The skyrocketing bottomline wasn't simply because of Adobe's revenue gains. Thanks to its less-costly subscription focus, operating expenses rose just 11% compared to a year ago, and that should continue for one reason: it simply costs less to provide service to existing, recurring revenue-generating customers than overspend on sales efforts.
Adobe ended the first quarter with an annual recurring revenue run-rate of an astounding $4.25 billion, though sales and marketing-related expenses inched up just 9.5%. Adobe stock won't soar 10% or more on a given day as some growth stocks do, but investors can rely on its steady, and relatively predictable, growth for years to come.
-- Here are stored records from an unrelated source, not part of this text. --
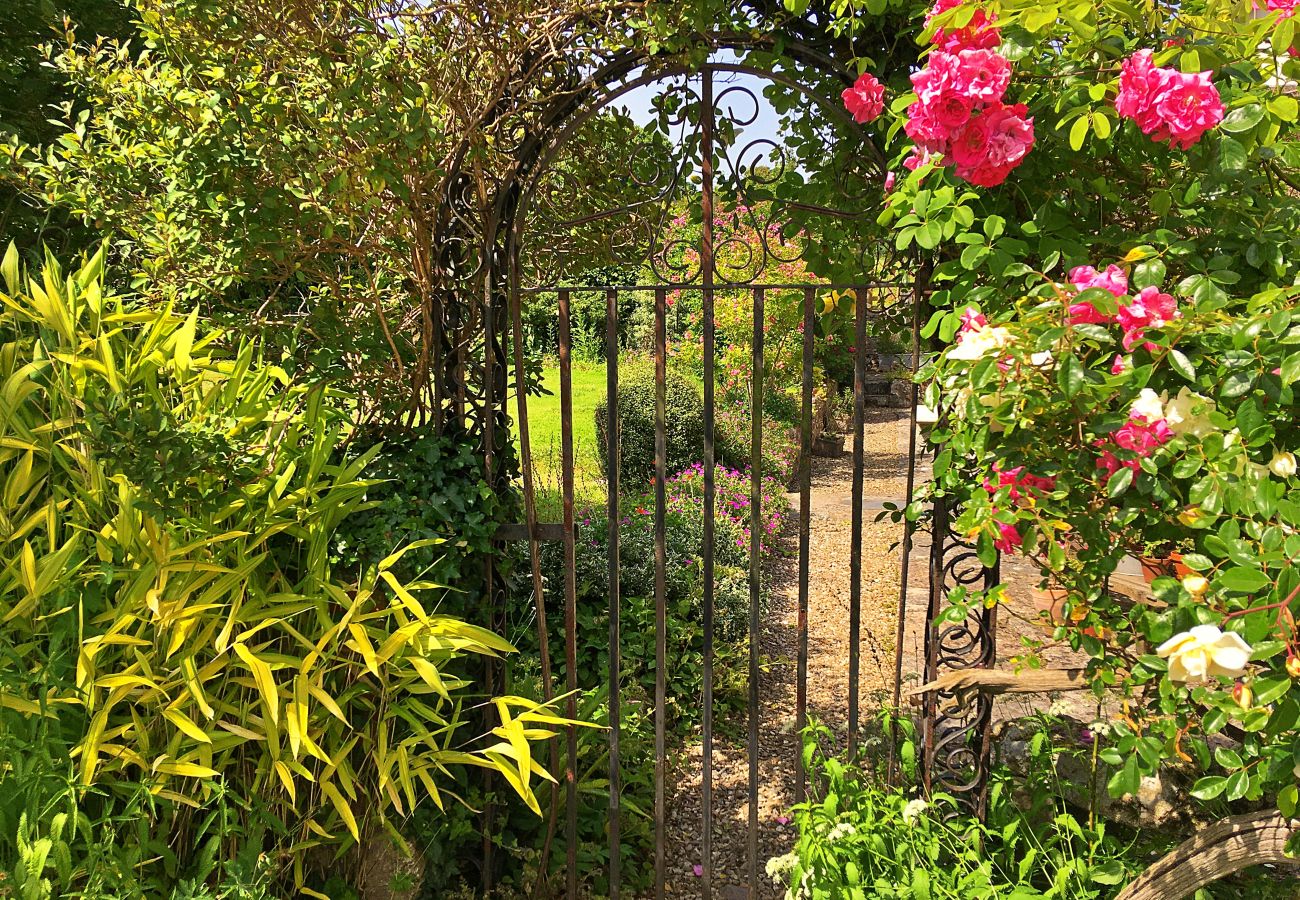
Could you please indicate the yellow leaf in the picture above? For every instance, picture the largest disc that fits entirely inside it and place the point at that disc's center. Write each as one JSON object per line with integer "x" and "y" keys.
{"x": 183, "y": 769}
{"x": 264, "y": 678}
{"x": 364, "y": 647}
{"x": 286, "y": 778}
{"x": 343, "y": 809}
{"x": 186, "y": 725}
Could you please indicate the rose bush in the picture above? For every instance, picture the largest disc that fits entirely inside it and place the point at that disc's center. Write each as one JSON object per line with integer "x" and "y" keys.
{"x": 1110, "y": 197}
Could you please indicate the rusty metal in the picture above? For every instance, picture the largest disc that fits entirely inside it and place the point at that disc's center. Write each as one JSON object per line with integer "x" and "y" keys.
{"x": 755, "y": 574}
{"x": 909, "y": 528}
{"x": 859, "y": 399}
{"x": 661, "y": 601}
{"x": 611, "y": 431}
{"x": 707, "y": 267}
{"x": 801, "y": 689}
{"x": 570, "y": 588}
{"x": 957, "y": 728}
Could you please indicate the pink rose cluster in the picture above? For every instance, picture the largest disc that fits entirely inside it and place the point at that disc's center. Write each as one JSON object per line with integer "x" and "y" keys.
{"x": 1140, "y": 436}
{"x": 1168, "y": 104}
{"x": 866, "y": 99}
{"x": 1149, "y": 307}
{"x": 960, "y": 113}
{"x": 978, "y": 34}
{"x": 1022, "y": 489}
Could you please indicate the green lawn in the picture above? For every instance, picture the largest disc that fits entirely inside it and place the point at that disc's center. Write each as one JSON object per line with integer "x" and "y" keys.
{"x": 544, "y": 420}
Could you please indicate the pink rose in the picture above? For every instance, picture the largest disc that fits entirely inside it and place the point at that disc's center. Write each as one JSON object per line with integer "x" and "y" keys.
{"x": 866, "y": 99}
{"x": 1113, "y": 278}
{"x": 1188, "y": 107}
{"x": 1010, "y": 539}
{"x": 982, "y": 74}
{"x": 1168, "y": 104}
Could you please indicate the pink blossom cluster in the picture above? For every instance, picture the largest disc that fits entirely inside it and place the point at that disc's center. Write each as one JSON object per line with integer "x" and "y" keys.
{"x": 1022, "y": 487}
{"x": 1149, "y": 307}
{"x": 866, "y": 99}
{"x": 1168, "y": 104}
{"x": 960, "y": 113}
{"x": 1140, "y": 436}
{"x": 978, "y": 34}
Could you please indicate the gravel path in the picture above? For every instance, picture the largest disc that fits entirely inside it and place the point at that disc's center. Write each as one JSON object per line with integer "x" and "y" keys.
{"x": 831, "y": 511}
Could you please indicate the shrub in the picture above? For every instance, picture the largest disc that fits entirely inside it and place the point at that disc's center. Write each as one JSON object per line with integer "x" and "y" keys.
{"x": 181, "y": 657}
{"x": 684, "y": 424}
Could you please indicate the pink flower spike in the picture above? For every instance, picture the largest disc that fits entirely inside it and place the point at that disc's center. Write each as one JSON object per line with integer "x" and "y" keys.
{"x": 866, "y": 99}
A bank whose "savviness" was endorsed by a president
Rich Smith (Goldman Sachs): Savvy. "Adjective. sav·vy \ˈsa-vē\. Having or showing perception, comprehension, or shrewdness especially in practical matters."
That's how Merriam-Webster defines savvy. And when I read that definition, the first stock name that comes to mind is Goldman Sachs -- a bank that even President Obama once described as being run by "savvy businessmen."
Over its 148-year history, Goldman Sachs has morphed from a private partnership into a publicly traded company, then a bank holding company, and most recently even an online banker -- making money all along the way. After suffering with the rest of Wall Street in the 2008 financial crisis, Goldman came roaring back to earn a $13.4 billion profit in 2009. And although it's suffered some missteps since, Goldman is back on the growth path today, posting 22% earnings growth in 2016, and 99% earnings growth in its most recent quarter.
Priced today at a low 11.5 times trailing earnings, analysts who follow Goldman project that the investment bank will grow earnings faster than 15% a year over the next five years -- faster than the growth projections for Citi, B of A, JPMorgan, or Morgan Stanley. Its latest move into online banking seems especially savvy from a growth perspective. It's permitted Goldman to attract consumer deposits (and grow them 50% in a little over a year) by offering individuals generous (by banking standards) interest rates north of 1%. Then, Goldman can turn around and use these deposits for riskier investment banking endeavors -- at operating profit margins upwards of 36%!
If Goldman lives up to its growth expectations, the stock will have a PEG ratio of less than 0.8 -- a bargain valuation for such a fast grower. Savvy investors could learn a lot from this savvy banker.